On 9/7/2014 8:09 PM, Digimer wrote:
I'm not so familiar with software RAID, but I would be surprised if there isn't a way to force write-through caching. If this is possible, then Valeri's concern can be addressed (at the cost of performance).
software raid on enterprise grade JBOD *is* write-through caching. the OS will only cache writes til an fsync/fdatasync/etc and then it will flush them to the md device, which will immediately flush them to the physical media. where it goes sideways is when you use cheap consumer grade desktop drives, those often lie about write complete to improve windows performance... but these would be a problem with or without mdraid, indeed, they would be a problem with hardware raid, too.
this is why I really like ZFS (on solaris and bsd, at least), because it timestamps and checksums every block it writes to disk... a conventional raid1, if the two copies don't match, you don't know which one is the 'right' one. the ZFS scrub process will check these timestamps and crc's, and correct the 'wrong' block.

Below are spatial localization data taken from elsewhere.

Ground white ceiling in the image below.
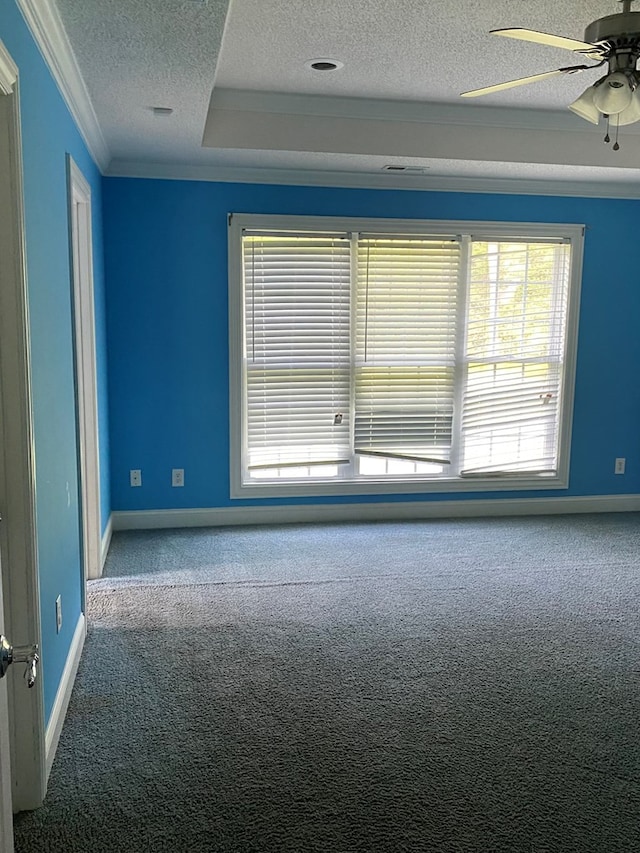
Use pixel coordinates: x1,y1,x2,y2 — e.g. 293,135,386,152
47,0,640,193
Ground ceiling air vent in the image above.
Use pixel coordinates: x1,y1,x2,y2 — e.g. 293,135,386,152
305,59,344,72
382,165,429,173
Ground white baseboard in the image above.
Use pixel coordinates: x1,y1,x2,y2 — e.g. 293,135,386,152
45,612,86,779
111,494,640,531
101,513,113,569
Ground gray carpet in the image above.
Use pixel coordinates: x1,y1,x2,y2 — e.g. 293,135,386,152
13,515,640,852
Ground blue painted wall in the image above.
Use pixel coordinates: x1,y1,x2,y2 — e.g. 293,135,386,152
103,178,640,510
1,2,110,721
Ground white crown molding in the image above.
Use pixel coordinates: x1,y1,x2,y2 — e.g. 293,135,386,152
0,40,18,95
105,158,640,200
16,0,110,172
111,494,640,531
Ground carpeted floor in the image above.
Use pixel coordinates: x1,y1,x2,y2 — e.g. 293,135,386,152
13,515,640,852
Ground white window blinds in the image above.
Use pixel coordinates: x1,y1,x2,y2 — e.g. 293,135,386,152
461,240,570,475
354,236,461,463
243,233,351,470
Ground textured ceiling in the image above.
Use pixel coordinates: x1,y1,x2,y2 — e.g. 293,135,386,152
53,0,230,162
215,0,616,107
51,0,640,187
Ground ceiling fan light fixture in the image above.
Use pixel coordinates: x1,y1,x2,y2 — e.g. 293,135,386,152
592,71,633,115
614,87,640,125
568,86,601,124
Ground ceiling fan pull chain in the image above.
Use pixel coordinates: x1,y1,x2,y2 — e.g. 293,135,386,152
604,115,611,143
613,116,621,150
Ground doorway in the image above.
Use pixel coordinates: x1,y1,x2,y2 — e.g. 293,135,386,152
68,156,102,583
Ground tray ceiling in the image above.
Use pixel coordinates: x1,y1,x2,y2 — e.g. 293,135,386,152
48,0,640,192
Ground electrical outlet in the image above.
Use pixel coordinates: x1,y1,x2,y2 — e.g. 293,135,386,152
172,468,185,487
615,457,626,475
130,469,142,487
55,595,62,633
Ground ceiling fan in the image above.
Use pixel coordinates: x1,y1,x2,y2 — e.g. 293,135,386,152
461,0,640,149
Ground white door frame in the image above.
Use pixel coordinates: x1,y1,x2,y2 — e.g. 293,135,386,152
0,573,12,850
0,38,47,836
67,157,101,581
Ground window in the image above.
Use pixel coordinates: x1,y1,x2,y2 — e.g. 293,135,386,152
229,215,582,498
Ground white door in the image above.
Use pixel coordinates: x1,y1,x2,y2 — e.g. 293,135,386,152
68,157,102,581
0,616,39,853
0,39,47,846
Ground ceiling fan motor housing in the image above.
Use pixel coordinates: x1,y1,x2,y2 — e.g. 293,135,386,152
585,11,640,71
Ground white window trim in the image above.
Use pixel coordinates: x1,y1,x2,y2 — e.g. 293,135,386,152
228,214,583,500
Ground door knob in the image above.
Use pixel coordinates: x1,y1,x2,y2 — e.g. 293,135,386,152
0,636,39,687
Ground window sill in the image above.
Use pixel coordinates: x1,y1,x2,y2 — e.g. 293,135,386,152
230,472,569,500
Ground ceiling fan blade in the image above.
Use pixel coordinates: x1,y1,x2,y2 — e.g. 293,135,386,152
461,68,566,98
491,28,605,57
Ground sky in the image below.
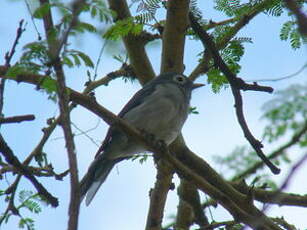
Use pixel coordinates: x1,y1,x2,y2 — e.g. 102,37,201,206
0,0,306,230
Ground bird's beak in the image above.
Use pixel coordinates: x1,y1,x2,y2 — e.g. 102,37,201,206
192,83,205,90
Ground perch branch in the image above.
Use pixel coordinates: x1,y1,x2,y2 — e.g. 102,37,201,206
107,0,155,84
0,73,282,229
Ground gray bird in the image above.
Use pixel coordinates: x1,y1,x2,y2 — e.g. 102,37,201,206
80,72,203,205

I did a fair bit of informal(*) benchmarking of some storage systems at work before they were deployed. using a hardware raid card such as a LSI Megaraid 9260 with 2GB BBU cache, (or HP P410i or similar) is most certainly faster at transactional database style random read/write testing than using a simple SAS2 JBOD controller. But using mdraid with the Megaraid configured just as a bunch of disks, gave the same results if writeback caching was enabled in the controller. At different times, using different-but-similar SAS2 raid cards, I benchmarked 10-20 disk raids in various levels like 10, 5, 6, 50, and 60, built with 7200RPM SAS2 'nearline server' drives, 7200rpm SATA desktop drives, and 15000rpm SAS2 enterprise server drives. For an OLTP style database server under high concurrency and high transaction/second rates, raid10 with lots of 15k disks is definitely the way to go. for bulk file storage that's write-once and read-mostly, raid 5, 6, 60 perform adequately.
(*) my methodology was ad-hoc rather than rigorous, I primarily observed trends, so I can't publish any hard data to back these conclusions.. My tests including postgresql with pgbench, and various bonnie++ and iozone tests. most of these tests were on Xeon X5600 class servers with 8-12 cores, and 24-48GB ram.